Thank you very much for your encouraging and generous comments. However, I must respectfully disagree that c. elegans  is a valid clinical model for Duchenne muscular dystrophy precisely because it lacks satellite cells. I also respectfully disagree with the comment that since prednisone can be used to treat mutant c elegans, c elegans therefore displays DMD that can be treated with prednisone and is therefore a "valid clinical model" for DMD that lacks satellite cells. DMD is not defined as a disease that responds favorably to prednisone, The phenotype of dystrophy in c elegans is distinct from the phenotype in Duchenne muscular dystrophy (and the mdx mouse) which is primarily characterized by chronic degeneration and regeneration (requiring satellite cells).  Results from c elegans could indeed be useful for understanding some potential functions of dystrophin in human muscle.
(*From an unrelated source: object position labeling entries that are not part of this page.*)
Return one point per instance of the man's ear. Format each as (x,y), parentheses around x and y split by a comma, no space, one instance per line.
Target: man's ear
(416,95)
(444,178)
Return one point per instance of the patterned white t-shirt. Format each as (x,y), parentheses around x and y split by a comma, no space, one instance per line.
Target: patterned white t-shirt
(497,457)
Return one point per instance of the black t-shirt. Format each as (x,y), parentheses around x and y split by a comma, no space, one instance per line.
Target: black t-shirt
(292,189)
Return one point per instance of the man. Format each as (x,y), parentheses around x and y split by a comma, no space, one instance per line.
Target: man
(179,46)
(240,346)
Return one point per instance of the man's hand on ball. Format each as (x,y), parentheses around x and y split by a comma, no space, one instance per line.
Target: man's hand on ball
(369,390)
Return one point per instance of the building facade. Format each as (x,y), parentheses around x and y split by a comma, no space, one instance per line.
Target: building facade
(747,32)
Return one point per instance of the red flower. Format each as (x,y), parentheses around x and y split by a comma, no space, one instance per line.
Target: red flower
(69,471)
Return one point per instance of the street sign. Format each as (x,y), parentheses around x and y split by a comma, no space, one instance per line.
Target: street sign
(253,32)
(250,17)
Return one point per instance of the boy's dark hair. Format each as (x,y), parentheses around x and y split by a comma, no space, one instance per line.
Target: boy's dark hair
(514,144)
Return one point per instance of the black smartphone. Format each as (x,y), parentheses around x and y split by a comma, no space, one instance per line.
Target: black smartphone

However, since the mechanisms of satellite cell activation are central to this opinion paper (and central to pathogenesis in DMD), I do not see the relevance of including discussion from this particular model that lacks satellite cells and therefore cannot yield information regarding the behavior of satellite cells in mammalian muscle.  

Round 2

Reviewer 2 Report

While I am disappointed that the author chose to suggest that because C. elegans lack satellite cells that they are therefore not a relevant clinical model I accept that many people do not view the worm as a valid clinical model. I remain concerned that raising a hypothesis that clearly isn't supported by various lines of evidence can be dangerous. However, the addition of Figure 1 is sufficient to address my concern that it is clear that everything does not begin and end with satellite cells. Additionally, I continue to agree that new lines of research are needed for DMD and that this article is a positive step in that direction.